Tove laughed, a new one, Chloe was learning so many more of Tove's mannerisms tonight. This time, a manic chuckling, gripping the bath and letting her head fall forward until the overhang of her hair was dipped. She gasped and laughed and shook and dropped to her knees, throwing more water out onto the ground around them. Chloe slid forward, cupping Tove's face in her hands and lifting it.
"I'm sorry," she murmured, and the laughter stopped. "You thought you only had to put up with me for a little longer."

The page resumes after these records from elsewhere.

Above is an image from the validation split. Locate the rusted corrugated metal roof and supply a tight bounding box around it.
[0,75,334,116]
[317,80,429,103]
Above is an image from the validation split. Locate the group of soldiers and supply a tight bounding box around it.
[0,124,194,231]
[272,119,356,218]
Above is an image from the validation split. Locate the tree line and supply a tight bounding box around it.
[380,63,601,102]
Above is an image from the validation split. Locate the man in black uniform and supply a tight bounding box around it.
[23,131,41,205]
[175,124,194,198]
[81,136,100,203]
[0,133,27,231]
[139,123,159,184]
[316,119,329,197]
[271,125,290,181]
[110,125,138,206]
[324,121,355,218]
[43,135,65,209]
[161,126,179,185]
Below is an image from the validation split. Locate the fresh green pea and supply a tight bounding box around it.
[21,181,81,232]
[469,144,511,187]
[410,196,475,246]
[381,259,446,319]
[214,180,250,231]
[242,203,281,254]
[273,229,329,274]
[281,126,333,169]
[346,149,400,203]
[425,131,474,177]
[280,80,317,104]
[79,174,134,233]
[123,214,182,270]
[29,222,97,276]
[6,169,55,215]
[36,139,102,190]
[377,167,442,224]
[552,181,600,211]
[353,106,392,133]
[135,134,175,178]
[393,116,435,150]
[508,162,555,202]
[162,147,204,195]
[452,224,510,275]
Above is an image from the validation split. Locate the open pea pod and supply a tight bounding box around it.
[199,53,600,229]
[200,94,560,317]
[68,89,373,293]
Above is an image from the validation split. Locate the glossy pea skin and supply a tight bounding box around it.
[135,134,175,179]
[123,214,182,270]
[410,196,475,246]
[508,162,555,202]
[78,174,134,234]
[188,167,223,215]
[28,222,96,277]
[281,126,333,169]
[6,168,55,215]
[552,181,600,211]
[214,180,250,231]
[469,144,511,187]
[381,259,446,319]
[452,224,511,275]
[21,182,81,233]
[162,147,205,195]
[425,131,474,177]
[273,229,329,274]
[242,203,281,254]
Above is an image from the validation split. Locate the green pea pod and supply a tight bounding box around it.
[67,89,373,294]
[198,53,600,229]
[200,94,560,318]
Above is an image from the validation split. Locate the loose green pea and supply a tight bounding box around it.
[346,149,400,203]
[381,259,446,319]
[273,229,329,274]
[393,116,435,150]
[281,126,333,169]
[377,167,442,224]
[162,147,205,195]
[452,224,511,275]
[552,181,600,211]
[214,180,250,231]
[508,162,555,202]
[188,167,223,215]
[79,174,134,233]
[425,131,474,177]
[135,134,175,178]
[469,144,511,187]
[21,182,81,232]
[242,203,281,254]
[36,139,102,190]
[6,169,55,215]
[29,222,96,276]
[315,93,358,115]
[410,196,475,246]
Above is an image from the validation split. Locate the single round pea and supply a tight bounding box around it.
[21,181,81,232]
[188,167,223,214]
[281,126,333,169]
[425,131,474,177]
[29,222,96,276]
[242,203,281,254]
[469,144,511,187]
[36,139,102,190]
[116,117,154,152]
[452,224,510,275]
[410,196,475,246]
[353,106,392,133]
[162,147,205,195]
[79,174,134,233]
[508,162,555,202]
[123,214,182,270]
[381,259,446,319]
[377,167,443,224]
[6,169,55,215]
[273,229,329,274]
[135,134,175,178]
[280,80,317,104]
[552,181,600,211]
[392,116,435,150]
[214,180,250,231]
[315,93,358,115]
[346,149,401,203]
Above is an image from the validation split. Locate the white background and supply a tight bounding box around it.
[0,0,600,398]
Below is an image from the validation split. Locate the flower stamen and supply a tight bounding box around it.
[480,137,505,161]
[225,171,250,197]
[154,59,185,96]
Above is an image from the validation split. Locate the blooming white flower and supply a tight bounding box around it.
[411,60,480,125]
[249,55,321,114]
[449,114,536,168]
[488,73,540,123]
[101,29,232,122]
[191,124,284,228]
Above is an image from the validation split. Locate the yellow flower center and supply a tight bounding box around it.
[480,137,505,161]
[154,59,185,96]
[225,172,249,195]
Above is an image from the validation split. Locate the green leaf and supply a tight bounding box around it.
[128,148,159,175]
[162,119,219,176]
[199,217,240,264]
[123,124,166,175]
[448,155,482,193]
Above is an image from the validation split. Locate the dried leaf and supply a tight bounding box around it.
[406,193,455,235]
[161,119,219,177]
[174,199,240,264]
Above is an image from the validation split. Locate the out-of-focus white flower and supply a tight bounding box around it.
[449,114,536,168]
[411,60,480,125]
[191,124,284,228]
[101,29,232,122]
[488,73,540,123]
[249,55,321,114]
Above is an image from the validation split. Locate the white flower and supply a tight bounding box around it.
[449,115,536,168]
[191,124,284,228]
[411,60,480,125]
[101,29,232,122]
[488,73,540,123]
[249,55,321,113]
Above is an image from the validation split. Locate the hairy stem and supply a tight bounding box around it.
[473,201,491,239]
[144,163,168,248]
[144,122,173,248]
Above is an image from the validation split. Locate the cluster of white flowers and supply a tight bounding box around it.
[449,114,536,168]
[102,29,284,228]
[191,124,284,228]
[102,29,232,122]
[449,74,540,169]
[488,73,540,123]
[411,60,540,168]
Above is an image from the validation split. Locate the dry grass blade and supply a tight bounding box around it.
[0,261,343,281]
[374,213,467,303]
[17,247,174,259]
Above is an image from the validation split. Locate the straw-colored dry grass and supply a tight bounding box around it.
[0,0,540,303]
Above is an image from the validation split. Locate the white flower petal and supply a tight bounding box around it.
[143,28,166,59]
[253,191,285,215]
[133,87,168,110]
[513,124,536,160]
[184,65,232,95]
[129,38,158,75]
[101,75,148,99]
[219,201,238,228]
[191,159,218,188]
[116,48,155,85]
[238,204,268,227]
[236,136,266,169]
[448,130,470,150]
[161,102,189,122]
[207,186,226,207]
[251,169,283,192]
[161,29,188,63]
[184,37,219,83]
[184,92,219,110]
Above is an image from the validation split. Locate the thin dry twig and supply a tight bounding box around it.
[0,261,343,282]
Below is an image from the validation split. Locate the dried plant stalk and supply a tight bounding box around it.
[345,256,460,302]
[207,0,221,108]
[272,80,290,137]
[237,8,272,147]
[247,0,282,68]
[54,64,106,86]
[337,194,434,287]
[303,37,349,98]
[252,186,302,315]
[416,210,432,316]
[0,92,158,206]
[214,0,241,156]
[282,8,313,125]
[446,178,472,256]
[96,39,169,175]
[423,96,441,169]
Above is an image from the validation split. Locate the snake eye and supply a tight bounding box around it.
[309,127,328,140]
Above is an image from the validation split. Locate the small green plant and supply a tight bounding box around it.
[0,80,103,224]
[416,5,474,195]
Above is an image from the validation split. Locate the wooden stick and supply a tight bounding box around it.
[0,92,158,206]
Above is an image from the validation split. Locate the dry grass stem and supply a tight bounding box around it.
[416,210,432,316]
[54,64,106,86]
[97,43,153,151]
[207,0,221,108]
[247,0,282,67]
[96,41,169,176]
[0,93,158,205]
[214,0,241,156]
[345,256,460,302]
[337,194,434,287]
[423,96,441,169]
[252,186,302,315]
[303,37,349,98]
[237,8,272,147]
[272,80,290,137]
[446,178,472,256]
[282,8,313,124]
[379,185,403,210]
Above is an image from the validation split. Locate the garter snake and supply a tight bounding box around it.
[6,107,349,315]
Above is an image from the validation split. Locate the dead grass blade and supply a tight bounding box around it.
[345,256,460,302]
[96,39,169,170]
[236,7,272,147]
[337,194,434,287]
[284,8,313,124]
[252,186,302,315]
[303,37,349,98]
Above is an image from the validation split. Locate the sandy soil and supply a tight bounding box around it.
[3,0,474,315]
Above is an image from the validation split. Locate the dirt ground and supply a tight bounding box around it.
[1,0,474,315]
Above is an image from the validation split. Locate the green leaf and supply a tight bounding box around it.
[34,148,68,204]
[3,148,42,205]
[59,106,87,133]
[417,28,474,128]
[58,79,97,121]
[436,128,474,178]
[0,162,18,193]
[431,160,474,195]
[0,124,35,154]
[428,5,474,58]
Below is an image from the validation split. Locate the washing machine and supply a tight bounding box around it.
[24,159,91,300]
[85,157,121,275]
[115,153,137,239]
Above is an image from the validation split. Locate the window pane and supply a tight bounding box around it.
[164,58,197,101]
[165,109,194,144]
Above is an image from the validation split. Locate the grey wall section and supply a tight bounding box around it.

Tove grinned up at her through wet strands of hair. "I've been gifted time, and beautiful woman to spend it with, how could I ever accept an apology from you?"
Chloe was already pink from the warm bath, but she felt the flattered flush run over her skin all the same. And then there was one of those lovely kisses she had been hoping for, Tove’s warm and wet fingers massaging into the back of her scalp as though washing her hair for her as she worked their mouths together, deeper.
They sunk, a pair of stones tied together, until their bodies were curled against the tub floor. Their arms tangled and clutched each other close. The water lapped up against the sides of their faces, threatening to swallow them whole, if they didn’t swallow each other first.
The kiss broke, with gasps that disrupted the swirls of steam rising around them.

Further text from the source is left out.